Created attachment 90035 [details]
Frequent GPU lockups, happens anywhere from 10 minutes to 2 hours after booting. No common cause that I've noticed when it happens. Occasionally I can get out to another tty but often completely unresponsive. Some system information:
Linux jordans-pc 3.11.9-200.fc19.x86_64 #1 SMP Wed Nov 20 21:22:24 UTC 2013 x86_64 x86_64 x86_64 GNU/Linux
Attached log of messages from Nouveau from time of boot until lockup.
Created attachment 90036 [details]
Created attachment 90037 [details]
Sometimes, shortly before the lockup, graphics will become highly corrupted.
I have this problem on a Geforce GTX 660 (NVE6, GK106), too. This problem only occures when desktop effects are turned on in KDE SC. Therefore I think this problem is 3d related or maybe drm.
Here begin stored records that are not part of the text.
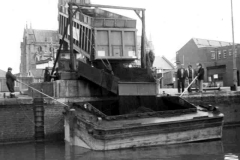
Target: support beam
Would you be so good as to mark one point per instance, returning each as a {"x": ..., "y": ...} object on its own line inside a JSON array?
[
  {"x": 61, "y": 43},
  {"x": 234, "y": 55},
  {"x": 72, "y": 55},
  {"x": 107, "y": 6},
  {"x": 143, "y": 40},
  {"x": 137, "y": 12}
]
Steam (32bit) is sometimes at fault, too.
Sometimes befor the grafics are unresponsive, some parts of the grafical ui only show flicering white an black rectangles. And sometimes the computer (or perhaps only grafics) become very slow.
After a lockup, I can sometimes use my keyboard to issue commands. Sometimes my computer is complete unresponsive.
I use archlinux (x86_64) with the newest Nouveau releases and this bug existes as long as I use Nouveau. (3-4 month)
My personal guess, based on roughly 0 real information, is that the graph firmware is "wrong". Could one of you try to extract the graph firmware from the blob and use it with nouveau to see if it improves things?
(You don't need the video firmware bits.)
Don't forget to add nouveau.config=NvGrUseFw=1 in order for nouveau to actually load the external firmware.
Created attachment 90048 [details]
nvidia installer log
I had to build a custom kernel to enable mmiotrace, and I'm having trouble building the nvidia module on that kernel so I can run the trace. I'm using the installer from the nvidia website, version 331.17.
331.20 should have support for all recent kernels.
Okay, that driver worked and I got a trace, now I'm trying to boot my regular kernel with nouveau but fails to start x. After splash screen it claims there is an error it can't recover from. Upon killing X I see it's complaining about GLX being missing.
you need to switch back to mesa's opengl impl (including, but not limited to, glx)
I'm not sure how I would do such a thing?
(In reply to comment #10)
> I'm not sure how I would do such a thing?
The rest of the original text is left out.